Formatting the HTML collection—Tudor
- Open up your tudor collection, go to the Format panel (by clicking on its tab) and select Format Features from the left-hand list. Leave the editing controls at their default value, so that Choose Feature displays All Features and VList is selected as the Affected Component. The text in the HTML Format String box reads as follows:
<td valign=top>[link][icon][/link]</td>
<td valign=top>[ex.srclink]{Or}{[ex.thumbicon],[ex.srcicon]} [ex./srclink]</td>
<td valign=top>[highlight]
{Or}{[dc.Title],[exp.Title],[ex.Title],Untitled}
[/highlight]{If}{[ex.Source],<br><i>([ex.Source])</i>}</td>
This displays something that looks like this:
| A discussion of question five from Tudor Quiz: Henry VIII
(quizstuff.html) |
for a particular document whose Title metadata is A discussion of question five from Tudor Quiz: Henry VIII and whose Source metadata is quizstuff.html.This format appears in the search results list, in the Titles list, and also when you get down to individual documents in the Subjects hierarchy.
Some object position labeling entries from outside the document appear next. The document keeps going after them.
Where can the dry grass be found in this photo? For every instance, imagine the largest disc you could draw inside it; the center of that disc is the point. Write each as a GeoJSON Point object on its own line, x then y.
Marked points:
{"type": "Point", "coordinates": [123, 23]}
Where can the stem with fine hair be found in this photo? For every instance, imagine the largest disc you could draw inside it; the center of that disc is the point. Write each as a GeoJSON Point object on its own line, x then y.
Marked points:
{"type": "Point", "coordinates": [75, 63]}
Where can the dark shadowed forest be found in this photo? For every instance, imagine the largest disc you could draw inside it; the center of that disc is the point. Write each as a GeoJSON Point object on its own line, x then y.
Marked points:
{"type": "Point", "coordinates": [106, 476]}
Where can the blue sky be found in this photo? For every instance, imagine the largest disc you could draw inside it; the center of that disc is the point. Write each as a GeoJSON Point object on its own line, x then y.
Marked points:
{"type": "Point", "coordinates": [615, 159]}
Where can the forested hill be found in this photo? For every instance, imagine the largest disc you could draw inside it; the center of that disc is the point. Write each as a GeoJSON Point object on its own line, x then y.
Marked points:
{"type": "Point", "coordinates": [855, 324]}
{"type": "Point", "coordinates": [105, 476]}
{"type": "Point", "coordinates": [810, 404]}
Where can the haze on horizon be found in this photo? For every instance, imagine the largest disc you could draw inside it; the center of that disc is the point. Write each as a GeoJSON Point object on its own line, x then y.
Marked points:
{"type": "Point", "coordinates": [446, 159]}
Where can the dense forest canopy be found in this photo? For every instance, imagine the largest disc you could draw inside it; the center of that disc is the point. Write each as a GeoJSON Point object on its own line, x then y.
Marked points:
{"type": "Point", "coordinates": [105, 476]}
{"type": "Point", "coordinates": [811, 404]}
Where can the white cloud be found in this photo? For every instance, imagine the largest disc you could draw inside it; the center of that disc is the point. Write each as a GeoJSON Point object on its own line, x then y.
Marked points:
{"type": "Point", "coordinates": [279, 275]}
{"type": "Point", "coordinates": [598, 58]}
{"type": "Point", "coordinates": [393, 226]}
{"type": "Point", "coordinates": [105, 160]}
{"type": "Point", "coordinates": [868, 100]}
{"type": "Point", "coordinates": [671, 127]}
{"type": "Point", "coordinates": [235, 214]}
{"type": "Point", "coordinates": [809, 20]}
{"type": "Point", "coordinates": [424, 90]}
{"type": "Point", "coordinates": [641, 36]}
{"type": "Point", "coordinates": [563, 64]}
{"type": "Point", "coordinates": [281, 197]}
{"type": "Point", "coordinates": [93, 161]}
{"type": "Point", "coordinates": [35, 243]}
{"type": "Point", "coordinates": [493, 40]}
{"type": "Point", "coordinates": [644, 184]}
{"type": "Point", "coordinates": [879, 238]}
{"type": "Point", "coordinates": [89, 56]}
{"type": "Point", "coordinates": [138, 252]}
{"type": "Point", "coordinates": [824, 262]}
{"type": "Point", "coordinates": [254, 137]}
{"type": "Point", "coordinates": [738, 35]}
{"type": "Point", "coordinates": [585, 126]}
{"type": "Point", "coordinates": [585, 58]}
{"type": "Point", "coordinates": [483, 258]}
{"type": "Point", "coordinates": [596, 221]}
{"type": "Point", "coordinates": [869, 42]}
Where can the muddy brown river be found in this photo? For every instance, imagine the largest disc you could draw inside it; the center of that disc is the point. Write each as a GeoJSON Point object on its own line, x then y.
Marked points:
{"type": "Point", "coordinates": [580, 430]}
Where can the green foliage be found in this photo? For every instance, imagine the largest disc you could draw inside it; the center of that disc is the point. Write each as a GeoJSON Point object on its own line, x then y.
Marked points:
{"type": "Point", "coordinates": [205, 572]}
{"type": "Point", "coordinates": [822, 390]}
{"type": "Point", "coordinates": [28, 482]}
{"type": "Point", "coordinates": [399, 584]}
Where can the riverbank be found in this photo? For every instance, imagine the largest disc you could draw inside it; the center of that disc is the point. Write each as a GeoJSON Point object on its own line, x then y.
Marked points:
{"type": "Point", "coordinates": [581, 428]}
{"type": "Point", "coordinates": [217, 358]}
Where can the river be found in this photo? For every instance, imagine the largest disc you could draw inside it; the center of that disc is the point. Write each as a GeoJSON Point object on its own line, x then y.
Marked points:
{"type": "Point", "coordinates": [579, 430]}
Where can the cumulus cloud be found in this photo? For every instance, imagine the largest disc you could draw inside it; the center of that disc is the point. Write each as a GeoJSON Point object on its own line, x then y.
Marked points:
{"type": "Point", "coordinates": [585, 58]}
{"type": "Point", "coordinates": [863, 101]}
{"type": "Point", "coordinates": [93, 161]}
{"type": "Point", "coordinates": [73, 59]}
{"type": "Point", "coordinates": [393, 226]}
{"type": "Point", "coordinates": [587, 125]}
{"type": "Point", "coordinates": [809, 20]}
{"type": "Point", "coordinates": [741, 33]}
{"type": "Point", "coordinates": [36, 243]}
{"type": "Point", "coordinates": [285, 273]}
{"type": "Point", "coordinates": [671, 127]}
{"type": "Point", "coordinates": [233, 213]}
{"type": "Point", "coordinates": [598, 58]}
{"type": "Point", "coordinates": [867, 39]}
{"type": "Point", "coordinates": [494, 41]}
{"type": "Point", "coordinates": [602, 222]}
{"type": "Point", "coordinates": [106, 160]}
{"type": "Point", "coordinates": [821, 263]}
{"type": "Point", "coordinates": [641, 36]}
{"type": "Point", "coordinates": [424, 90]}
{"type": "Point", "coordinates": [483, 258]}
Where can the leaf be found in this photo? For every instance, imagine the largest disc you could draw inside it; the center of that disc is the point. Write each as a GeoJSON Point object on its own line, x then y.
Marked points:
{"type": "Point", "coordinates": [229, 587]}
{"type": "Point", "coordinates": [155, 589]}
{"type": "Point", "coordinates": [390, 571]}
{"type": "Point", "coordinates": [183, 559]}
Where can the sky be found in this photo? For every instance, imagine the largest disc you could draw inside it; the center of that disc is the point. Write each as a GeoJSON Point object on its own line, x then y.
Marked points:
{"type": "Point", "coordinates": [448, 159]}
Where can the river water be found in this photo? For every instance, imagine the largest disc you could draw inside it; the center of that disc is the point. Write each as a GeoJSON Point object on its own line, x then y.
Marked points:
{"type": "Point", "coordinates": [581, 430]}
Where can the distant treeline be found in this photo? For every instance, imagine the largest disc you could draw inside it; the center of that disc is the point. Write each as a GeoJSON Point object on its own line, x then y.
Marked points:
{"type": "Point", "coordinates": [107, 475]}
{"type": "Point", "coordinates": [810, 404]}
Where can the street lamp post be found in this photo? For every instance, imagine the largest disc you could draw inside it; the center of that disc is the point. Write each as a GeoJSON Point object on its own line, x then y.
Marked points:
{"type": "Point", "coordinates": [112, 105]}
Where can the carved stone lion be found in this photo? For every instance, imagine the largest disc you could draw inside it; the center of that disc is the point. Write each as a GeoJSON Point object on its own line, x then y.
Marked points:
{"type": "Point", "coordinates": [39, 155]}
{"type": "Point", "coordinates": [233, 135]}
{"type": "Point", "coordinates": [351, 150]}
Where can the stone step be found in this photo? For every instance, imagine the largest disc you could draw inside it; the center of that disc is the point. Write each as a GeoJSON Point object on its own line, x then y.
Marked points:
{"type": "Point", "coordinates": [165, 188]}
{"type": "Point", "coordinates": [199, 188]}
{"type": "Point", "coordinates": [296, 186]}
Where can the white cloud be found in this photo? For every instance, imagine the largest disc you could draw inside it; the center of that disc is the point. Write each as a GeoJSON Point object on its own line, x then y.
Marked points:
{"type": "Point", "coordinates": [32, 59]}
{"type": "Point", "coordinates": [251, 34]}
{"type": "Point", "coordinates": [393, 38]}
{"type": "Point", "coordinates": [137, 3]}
This is Greenstone's default format statement.
Greenstone's default format statement is complex because it is designed to produce something reasonable under almost any conditions, and also because for practical reasons it needs to be backwards compatible with legacy collections.
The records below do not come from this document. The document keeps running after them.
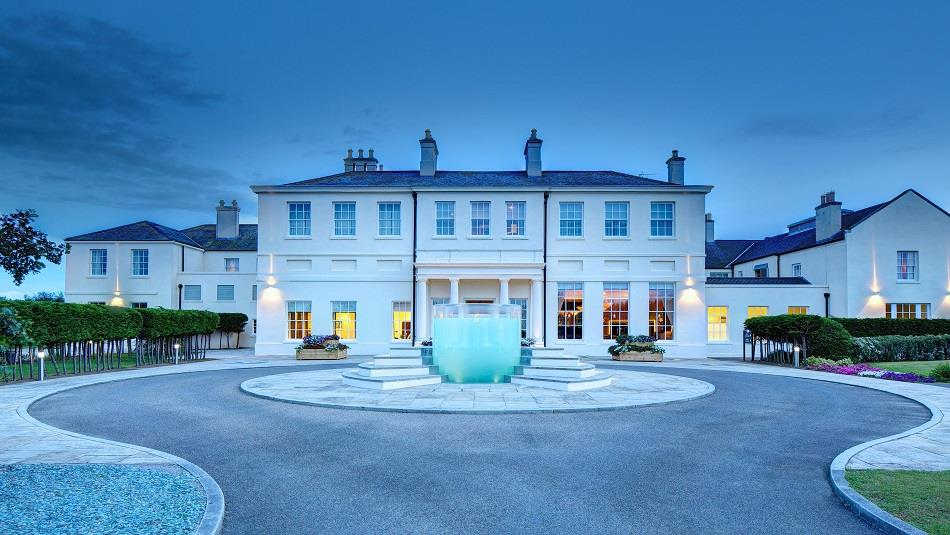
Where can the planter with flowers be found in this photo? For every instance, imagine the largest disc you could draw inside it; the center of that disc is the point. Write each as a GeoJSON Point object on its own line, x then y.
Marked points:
{"type": "Point", "coordinates": [322, 347]}
{"type": "Point", "coordinates": [640, 348]}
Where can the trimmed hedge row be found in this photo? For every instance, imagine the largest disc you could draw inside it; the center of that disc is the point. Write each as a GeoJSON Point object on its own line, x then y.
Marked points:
{"type": "Point", "coordinates": [887, 348]}
{"type": "Point", "coordinates": [864, 327]}
{"type": "Point", "coordinates": [818, 336]}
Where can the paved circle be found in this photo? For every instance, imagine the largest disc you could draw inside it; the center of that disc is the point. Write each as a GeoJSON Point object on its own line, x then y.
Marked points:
{"type": "Point", "coordinates": [324, 388]}
{"type": "Point", "coordinates": [752, 457]}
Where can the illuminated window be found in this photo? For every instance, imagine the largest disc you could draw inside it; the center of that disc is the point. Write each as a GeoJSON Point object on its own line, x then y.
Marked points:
{"type": "Point", "coordinates": [390, 219]}
{"type": "Point", "coordinates": [402, 320]}
{"type": "Point", "coordinates": [481, 218]}
{"type": "Point", "coordinates": [615, 218]}
{"type": "Point", "coordinates": [572, 219]}
{"type": "Point", "coordinates": [616, 309]}
{"type": "Point", "coordinates": [344, 319]}
{"type": "Point", "coordinates": [717, 324]}
{"type": "Point", "coordinates": [907, 266]}
{"type": "Point", "coordinates": [662, 310]}
{"type": "Point", "coordinates": [907, 311]}
{"type": "Point", "coordinates": [98, 262]}
{"type": "Point", "coordinates": [445, 218]}
{"type": "Point", "coordinates": [298, 218]}
{"type": "Point", "coordinates": [661, 219]}
{"type": "Point", "coordinates": [298, 319]}
{"type": "Point", "coordinates": [570, 306]}
{"type": "Point", "coordinates": [514, 218]}
{"type": "Point", "coordinates": [344, 219]}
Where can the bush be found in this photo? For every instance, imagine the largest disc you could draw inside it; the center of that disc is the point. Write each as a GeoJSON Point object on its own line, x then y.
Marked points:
{"type": "Point", "coordinates": [887, 348]}
{"type": "Point", "coordinates": [232, 322]}
{"type": "Point", "coordinates": [865, 327]}
{"type": "Point", "coordinates": [819, 336]}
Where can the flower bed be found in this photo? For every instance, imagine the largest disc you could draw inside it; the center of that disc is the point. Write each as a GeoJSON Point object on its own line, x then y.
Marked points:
{"type": "Point", "coordinates": [864, 370]}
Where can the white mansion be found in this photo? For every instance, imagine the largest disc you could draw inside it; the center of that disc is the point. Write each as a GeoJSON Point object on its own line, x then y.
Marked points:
{"type": "Point", "coordinates": [366, 253]}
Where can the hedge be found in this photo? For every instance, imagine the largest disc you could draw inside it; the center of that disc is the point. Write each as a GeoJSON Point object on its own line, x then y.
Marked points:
{"type": "Point", "coordinates": [818, 336]}
{"type": "Point", "coordinates": [886, 348]}
{"type": "Point", "coordinates": [864, 327]}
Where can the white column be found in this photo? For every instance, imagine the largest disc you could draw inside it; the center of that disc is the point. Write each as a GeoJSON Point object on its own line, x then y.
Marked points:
{"type": "Point", "coordinates": [453, 290]}
{"type": "Point", "coordinates": [422, 310]}
{"type": "Point", "coordinates": [503, 291]}
{"type": "Point", "coordinates": [537, 310]}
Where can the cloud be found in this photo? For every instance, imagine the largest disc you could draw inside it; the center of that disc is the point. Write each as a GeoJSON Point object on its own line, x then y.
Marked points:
{"type": "Point", "coordinates": [80, 106]}
{"type": "Point", "coordinates": [832, 126]}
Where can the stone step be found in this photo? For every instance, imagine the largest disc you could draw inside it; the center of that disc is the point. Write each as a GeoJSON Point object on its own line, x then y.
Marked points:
{"type": "Point", "coordinates": [374, 369]}
{"type": "Point", "coordinates": [561, 383]}
{"type": "Point", "coordinates": [353, 378]}
{"type": "Point", "coordinates": [581, 371]}
{"type": "Point", "coordinates": [389, 360]}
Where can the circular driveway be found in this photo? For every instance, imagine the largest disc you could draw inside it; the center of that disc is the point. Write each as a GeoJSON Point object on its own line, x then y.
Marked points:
{"type": "Point", "coordinates": [750, 458]}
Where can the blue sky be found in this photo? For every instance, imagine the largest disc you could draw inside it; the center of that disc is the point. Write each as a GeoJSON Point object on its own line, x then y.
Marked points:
{"type": "Point", "coordinates": [113, 112]}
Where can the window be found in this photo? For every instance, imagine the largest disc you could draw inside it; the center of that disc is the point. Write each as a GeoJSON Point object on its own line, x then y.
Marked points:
{"type": "Point", "coordinates": [225, 292]}
{"type": "Point", "coordinates": [523, 303]}
{"type": "Point", "coordinates": [402, 320]}
{"type": "Point", "coordinates": [298, 319]}
{"type": "Point", "coordinates": [98, 262]}
{"type": "Point", "coordinates": [717, 324]}
{"type": "Point", "coordinates": [661, 219]}
{"type": "Point", "coordinates": [907, 311]}
{"type": "Point", "coordinates": [445, 218]}
{"type": "Point", "coordinates": [572, 219]}
{"type": "Point", "coordinates": [390, 219]}
{"type": "Point", "coordinates": [662, 310]}
{"type": "Point", "coordinates": [570, 305]}
{"type": "Point", "coordinates": [615, 218]}
{"type": "Point", "coordinates": [298, 216]}
{"type": "Point", "coordinates": [514, 218]}
{"type": "Point", "coordinates": [344, 319]}
{"type": "Point", "coordinates": [192, 292]}
{"type": "Point", "coordinates": [616, 309]}
{"type": "Point", "coordinates": [481, 218]}
{"type": "Point", "coordinates": [344, 219]}
{"type": "Point", "coordinates": [140, 262]}
{"type": "Point", "coordinates": [907, 266]}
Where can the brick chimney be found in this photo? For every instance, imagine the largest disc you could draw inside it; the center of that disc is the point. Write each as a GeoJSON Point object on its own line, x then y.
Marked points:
{"type": "Point", "coordinates": [827, 217]}
{"type": "Point", "coordinates": [430, 155]}
{"type": "Point", "coordinates": [227, 226]}
{"type": "Point", "coordinates": [532, 154]}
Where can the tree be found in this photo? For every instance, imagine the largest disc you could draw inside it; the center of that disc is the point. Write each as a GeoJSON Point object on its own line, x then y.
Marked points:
{"type": "Point", "coordinates": [23, 248]}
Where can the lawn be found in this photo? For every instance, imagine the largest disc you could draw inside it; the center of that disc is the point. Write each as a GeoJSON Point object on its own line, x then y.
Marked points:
{"type": "Point", "coordinates": [920, 367]}
{"type": "Point", "coordinates": [919, 498]}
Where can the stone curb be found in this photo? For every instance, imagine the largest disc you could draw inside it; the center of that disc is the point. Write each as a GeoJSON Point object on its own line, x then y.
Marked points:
{"type": "Point", "coordinates": [249, 392]}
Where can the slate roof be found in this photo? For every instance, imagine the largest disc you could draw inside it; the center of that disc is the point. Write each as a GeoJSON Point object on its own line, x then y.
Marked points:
{"type": "Point", "coordinates": [204, 235]}
{"type": "Point", "coordinates": [408, 179]}
{"type": "Point", "coordinates": [721, 252]}
{"type": "Point", "coordinates": [752, 281]}
{"type": "Point", "coordinates": [141, 231]}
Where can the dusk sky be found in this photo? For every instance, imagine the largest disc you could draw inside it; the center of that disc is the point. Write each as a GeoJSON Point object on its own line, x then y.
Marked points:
{"type": "Point", "coordinates": [114, 112]}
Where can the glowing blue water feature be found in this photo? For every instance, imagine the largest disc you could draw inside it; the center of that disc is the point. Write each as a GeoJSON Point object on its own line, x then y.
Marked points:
{"type": "Point", "coordinates": [476, 343]}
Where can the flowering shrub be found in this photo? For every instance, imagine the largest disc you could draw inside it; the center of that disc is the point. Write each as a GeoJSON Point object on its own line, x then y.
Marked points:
{"type": "Point", "coordinates": [864, 370]}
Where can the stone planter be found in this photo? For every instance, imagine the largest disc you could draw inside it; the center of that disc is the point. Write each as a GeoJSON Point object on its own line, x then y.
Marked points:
{"type": "Point", "coordinates": [639, 356]}
{"type": "Point", "coordinates": [320, 354]}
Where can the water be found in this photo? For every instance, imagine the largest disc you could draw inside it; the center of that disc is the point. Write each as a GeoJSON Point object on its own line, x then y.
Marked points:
{"type": "Point", "coordinates": [477, 347]}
- Delete the contents of the HTML Format String box and replace it with this simpler version:
<td>[link][icon][/link]</td>
<td>[ex.Title]<br>
<i>([ex.Source])</i>
</td>
Preview the result (you don't need to build the collection, because changes to format statements take effect immediately). Look at some search results and at the Titles list. They are just the same as before! Under most circumstances this far simpler format statement is entirely equivalent to Greenstone's more complex default.
But there's a problem. Beside the bookshelves in the Subjects browser, beneath the subject appears a mysterious "()". What is printed for these bookshelves is governed by the same format statement, and though bookshelf nodes of the hierarchy have associated Title metadata—their title is the name of the metadata value associated with that bookshelf—they do not have ex.Source metadata, so it comes out blank.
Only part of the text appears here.